Stuart_Armstrong 20 May 2013 9:08 UTC
0 points
Then I’d test it on 3d movements. The point is that these tests have great validity as test for general intelligence (or something in the vicinity), if the programmer isn’t deliberately optimising or calibrating their machine on.

If you’d designed a chatterbot and it turned out to be great at playing music (and that wasn’t something you’d put in by hand), then that would be strong evidence for general intelligence.

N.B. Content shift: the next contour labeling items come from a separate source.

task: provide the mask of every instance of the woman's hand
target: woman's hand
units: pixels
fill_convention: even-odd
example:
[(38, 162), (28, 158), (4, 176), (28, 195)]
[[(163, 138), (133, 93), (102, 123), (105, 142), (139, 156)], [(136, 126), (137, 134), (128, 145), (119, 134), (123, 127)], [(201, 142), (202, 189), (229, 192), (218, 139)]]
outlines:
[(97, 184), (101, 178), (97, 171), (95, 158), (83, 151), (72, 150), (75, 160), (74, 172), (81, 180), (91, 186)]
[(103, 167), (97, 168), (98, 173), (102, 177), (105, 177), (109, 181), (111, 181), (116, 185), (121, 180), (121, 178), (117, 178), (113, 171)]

- TheOtherDave 20 May 2013 13:55 UTC
  2 points
  Parent
  The deliberate optimization on the part of a designer is just an example of the sort of thing you are concerned about here, right? That is, if I used genetic algorithms to develop a system X, and exposed those algorithms to a set of environments E, X would be optimized for E and consequently any test centered on E (or any subset of it) would be equally unreliable as a test of general intelligence… the important thing is that because X was selected (intentionally or otherwise) to be successful at E, the fact that X is successful at E ought not be treated as evidence that X is generally intelligent.
  
  Yes?
  
  Similarly, the fact that X is successful at tasks not actually present in E, but nevertheless very similar to tasks present in E, ought not be treated as evidence that X is generally intelligent. A small amount of generalization from initial inputs is not that impressive.
  
  The question then becomes how much generalization away from the specific problems presented in E is necessary before we consider X generally intelligent.
  
  To approach the question differently—there are all kinds of cognitive tests which humans fail, because our cognitive systems just weren’t designed to handle the situations those tests measure, because our ancestral environment didn’t contain sufficiently analogous situations. At what point do we therefore conclude that humans aren’t really generally intelligent, just optimized for particular kinds of tests?